Есть другое направление – детекторы. Мы исследуем, что происходит на маленьких расстояниях. Мы столкнули частицы, а теперь, чтобы их исследовать, нам нужно посмотреть, куда они разлетелись, и нам нужны детекторы, которые регистрируют частицы, которые там рождаются. Эти детекторы очень аккуратно всё измеряют. Заранее вы не знаете, куда полетит та или иная частица, вы не знаете, что это за частицы, вы не знаете, какие у них энергии. Всю эту информацию вам нужно получить. С этой целью научились делать специальные детекторы частиц. Кстати, фотоаппарат, например, это тоже детектор. У вас пролетают фотоны, а вы изображения строите и красивую фотографию делаете.

Или видеоизображение, которое сейчас наблюдают наши зрители.

– Или пример с интернетом, идея вот такой распространенной всемирной сети с быстрым доступом к большим базам данных. Большие объемы данных – это тоже пришло из физики частиц.

То есть вся наша современная жизнь, в которой присутствуют интернет, гаджеты, медицинские достижения, – все это было бы невозможным без такого рода исследований.

– В широком смысле – да.

– Дмитрий Сергеевич, что ждет нашу Вселенную? Может ли, например, повториться Большой взрыв?

– Если говорить о космологии, то по современным представлениям до Большого взрыва, до горячей Вселенной была инфляционная стадия с экспоненциальным расширением Вселенной. Так вот, все современные наблюдения указывают нам на то, что современная Вселенная выходит на аналогичную стадию экспоненциального расширения. В современной Вселенной доминирует темная энергия. Компонента, очень похожая на ту, что необходима и в ранней Вселенной для осуществления инфляции.

– Значит ли это, что всё циклично и через какое-то количество миллионов лет опять рванет?

– С цикличностью здесь сложнее, потому что существенно разные темпы расширения тогда и сегодня. Чтобы такое создать, нужно иметь значительно большую плотность энергии, у нас сейчас такой большой плотности энергии нет.

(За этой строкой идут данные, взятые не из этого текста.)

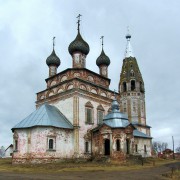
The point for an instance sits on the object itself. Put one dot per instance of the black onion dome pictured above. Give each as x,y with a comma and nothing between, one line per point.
103,59
53,59
79,45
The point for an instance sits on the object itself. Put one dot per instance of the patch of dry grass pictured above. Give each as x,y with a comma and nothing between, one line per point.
6,166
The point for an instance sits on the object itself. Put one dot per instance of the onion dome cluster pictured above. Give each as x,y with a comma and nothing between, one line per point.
79,45
103,59
53,59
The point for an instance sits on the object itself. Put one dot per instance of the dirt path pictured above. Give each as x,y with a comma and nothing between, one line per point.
143,174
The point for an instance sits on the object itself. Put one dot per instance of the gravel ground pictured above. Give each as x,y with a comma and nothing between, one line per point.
143,174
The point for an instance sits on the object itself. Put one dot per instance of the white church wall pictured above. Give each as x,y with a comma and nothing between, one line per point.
8,152
142,142
85,127
66,107
34,143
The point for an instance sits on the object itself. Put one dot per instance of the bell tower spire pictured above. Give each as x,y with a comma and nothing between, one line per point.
53,61
131,87
128,51
78,48
103,61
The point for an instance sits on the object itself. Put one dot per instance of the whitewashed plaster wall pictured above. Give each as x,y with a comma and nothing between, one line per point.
37,144
66,107
85,127
141,142
8,152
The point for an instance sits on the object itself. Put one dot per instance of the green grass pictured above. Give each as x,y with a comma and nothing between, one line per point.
6,166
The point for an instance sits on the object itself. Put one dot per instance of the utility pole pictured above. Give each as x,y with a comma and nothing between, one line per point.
173,147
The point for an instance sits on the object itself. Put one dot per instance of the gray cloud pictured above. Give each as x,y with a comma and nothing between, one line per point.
26,31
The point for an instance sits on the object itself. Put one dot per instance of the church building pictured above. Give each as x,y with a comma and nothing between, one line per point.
78,116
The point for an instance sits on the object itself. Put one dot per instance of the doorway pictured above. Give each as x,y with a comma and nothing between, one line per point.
107,147
127,146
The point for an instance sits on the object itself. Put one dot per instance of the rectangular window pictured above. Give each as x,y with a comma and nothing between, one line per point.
88,115
145,150
16,145
136,148
100,117
118,145
51,143
86,147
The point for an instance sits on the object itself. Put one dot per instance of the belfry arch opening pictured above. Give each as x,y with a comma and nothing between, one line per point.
141,87
107,147
133,85
124,87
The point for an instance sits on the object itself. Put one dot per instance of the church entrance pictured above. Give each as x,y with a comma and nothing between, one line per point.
107,147
128,146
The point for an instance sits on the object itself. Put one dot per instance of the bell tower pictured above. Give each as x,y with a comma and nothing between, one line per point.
78,49
131,88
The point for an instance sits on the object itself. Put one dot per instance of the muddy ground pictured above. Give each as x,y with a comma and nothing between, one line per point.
152,173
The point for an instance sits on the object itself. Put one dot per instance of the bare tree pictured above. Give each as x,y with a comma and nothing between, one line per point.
2,151
159,146
178,149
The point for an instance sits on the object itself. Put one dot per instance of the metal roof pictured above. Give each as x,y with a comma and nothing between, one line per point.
46,115
115,118
116,115
137,133
117,123
128,51
138,124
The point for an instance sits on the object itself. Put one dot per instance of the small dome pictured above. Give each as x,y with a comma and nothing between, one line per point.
79,45
115,105
53,59
103,59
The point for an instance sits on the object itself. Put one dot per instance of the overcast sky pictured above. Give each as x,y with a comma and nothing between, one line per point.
26,32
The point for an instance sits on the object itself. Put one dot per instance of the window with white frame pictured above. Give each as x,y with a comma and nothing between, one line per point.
86,147
118,145
89,113
100,114
15,144
51,143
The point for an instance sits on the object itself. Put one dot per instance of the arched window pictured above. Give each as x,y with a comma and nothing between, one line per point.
86,147
133,85
145,150
124,87
100,114
118,145
50,143
132,73
16,145
89,113
141,87
136,147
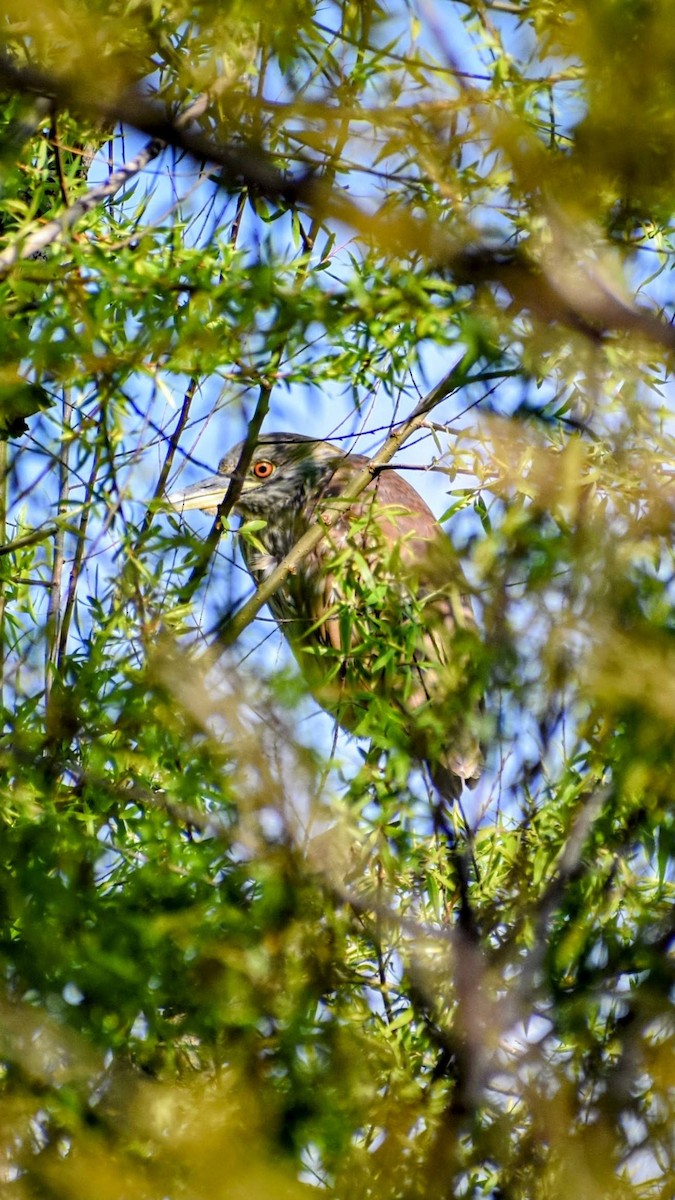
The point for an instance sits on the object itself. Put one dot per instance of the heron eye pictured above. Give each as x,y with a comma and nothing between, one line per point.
263,468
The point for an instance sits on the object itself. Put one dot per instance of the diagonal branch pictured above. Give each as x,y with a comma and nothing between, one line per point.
231,629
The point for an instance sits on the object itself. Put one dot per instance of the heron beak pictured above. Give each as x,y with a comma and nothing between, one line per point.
208,495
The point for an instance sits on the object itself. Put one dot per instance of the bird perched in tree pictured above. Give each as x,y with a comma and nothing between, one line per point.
375,613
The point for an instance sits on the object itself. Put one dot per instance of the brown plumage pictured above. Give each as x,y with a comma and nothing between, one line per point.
375,611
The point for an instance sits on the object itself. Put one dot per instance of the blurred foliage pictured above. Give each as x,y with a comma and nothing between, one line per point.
240,959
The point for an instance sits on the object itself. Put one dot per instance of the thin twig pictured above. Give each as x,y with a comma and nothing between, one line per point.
230,630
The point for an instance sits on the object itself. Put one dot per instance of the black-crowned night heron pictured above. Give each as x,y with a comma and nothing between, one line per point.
375,613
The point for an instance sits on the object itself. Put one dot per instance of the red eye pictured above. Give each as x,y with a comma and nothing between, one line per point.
263,468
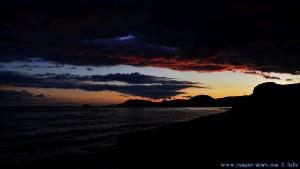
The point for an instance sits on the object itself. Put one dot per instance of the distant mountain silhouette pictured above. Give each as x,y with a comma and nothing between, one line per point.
197,101
261,128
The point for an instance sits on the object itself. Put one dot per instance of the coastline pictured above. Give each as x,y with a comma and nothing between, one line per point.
262,128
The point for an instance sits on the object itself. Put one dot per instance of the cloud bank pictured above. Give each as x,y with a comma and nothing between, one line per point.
134,84
215,35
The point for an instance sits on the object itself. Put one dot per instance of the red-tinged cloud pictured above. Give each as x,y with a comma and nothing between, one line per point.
135,84
214,36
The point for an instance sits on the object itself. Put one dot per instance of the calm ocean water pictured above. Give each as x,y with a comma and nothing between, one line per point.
38,133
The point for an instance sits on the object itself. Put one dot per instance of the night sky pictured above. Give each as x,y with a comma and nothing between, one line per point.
102,52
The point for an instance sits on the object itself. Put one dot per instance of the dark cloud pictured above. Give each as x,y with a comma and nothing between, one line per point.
214,35
130,78
265,75
90,69
136,84
17,96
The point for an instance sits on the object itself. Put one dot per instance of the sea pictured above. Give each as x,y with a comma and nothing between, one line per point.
28,134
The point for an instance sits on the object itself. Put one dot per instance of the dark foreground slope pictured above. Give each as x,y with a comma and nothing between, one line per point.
263,128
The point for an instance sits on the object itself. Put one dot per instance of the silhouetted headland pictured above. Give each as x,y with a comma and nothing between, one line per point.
197,101
263,127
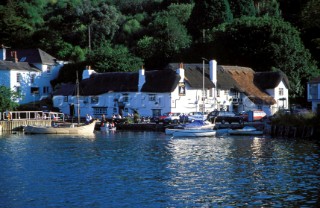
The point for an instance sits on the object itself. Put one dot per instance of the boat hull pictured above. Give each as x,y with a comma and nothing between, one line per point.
245,133
194,133
83,129
105,128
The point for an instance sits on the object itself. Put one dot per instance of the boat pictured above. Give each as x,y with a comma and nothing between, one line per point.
194,133
61,129
196,125
247,130
106,128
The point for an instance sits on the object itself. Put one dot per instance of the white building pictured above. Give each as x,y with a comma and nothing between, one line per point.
28,72
314,94
178,88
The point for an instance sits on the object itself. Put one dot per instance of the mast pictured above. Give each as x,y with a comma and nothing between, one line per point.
203,92
78,101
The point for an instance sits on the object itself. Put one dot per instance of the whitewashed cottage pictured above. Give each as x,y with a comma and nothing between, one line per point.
180,88
314,94
28,72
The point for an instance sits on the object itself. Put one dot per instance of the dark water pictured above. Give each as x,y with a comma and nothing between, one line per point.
150,169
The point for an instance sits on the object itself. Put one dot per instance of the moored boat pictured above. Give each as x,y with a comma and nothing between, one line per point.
194,133
197,125
247,130
62,129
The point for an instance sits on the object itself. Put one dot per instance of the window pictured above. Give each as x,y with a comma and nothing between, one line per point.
152,97
19,77
32,78
210,92
49,69
94,99
100,111
313,91
18,90
281,92
45,90
34,90
125,98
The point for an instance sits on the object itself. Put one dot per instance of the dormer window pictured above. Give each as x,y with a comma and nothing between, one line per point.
49,69
32,78
281,92
125,98
19,77
152,97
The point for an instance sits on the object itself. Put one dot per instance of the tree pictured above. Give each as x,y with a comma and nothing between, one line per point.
207,14
169,37
7,99
109,58
310,24
269,8
241,8
265,44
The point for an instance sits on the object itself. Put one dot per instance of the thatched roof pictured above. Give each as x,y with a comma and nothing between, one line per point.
155,81
32,56
194,75
242,79
10,65
270,80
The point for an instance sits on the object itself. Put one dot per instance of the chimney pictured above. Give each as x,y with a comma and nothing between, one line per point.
180,71
87,72
142,78
213,71
3,52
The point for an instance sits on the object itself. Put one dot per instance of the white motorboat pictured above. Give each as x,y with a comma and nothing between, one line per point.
195,125
194,133
247,130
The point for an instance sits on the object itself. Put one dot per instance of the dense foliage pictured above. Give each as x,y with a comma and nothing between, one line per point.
121,35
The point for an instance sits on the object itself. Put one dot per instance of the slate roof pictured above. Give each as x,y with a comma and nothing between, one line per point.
32,56
194,76
23,66
100,83
65,89
161,81
242,79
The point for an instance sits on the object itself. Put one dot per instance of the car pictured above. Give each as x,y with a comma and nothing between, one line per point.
224,116
197,116
172,118
256,115
161,118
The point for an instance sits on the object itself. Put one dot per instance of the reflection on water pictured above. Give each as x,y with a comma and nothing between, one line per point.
150,169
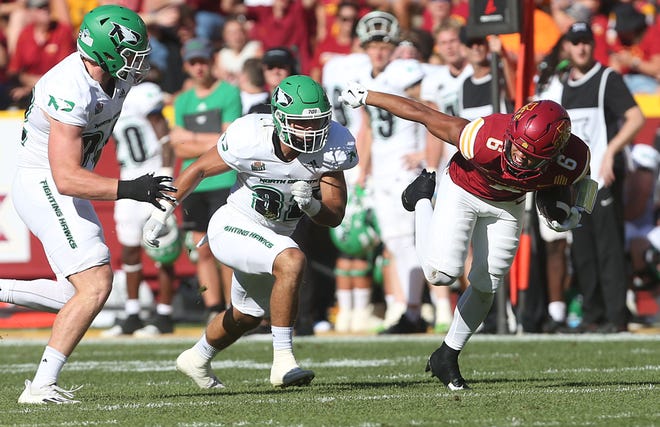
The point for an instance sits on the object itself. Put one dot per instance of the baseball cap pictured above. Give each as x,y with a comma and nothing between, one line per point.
197,48
467,40
279,56
579,31
37,4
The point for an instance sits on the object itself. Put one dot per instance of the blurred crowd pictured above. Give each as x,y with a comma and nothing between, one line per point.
248,47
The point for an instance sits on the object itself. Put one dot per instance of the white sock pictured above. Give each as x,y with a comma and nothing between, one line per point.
442,310
557,310
205,349
282,337
50,366
344,299
132,306
361,298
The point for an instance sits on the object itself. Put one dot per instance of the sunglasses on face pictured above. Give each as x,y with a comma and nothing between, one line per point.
581,41
278,66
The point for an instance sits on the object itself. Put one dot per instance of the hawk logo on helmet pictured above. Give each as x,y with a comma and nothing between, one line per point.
283,98
562,133
120,34
85,37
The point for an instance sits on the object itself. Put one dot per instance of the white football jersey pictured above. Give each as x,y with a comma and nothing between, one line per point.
442,88
392,136
78,101
337,72
263,186
138,147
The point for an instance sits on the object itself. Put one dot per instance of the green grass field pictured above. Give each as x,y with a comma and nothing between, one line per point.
360,381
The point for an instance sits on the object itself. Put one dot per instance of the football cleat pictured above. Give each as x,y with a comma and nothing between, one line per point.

Но, может быть, все впереди?

– Люди в принципе это обсуждают. Например, пытаются создать кварк-глюонную плазму или накачать энергию, чтобы случился термоядерный синтез. Большая (очень-очень большая) плотность энергии – как раз то, что нужно для ранней инфляции. Но если вернуться к рассматриваемым сейчас моделям тёмной энергии, то никаких катастроф на протяжении следующего десятка миллиардов лет в них не ожидается.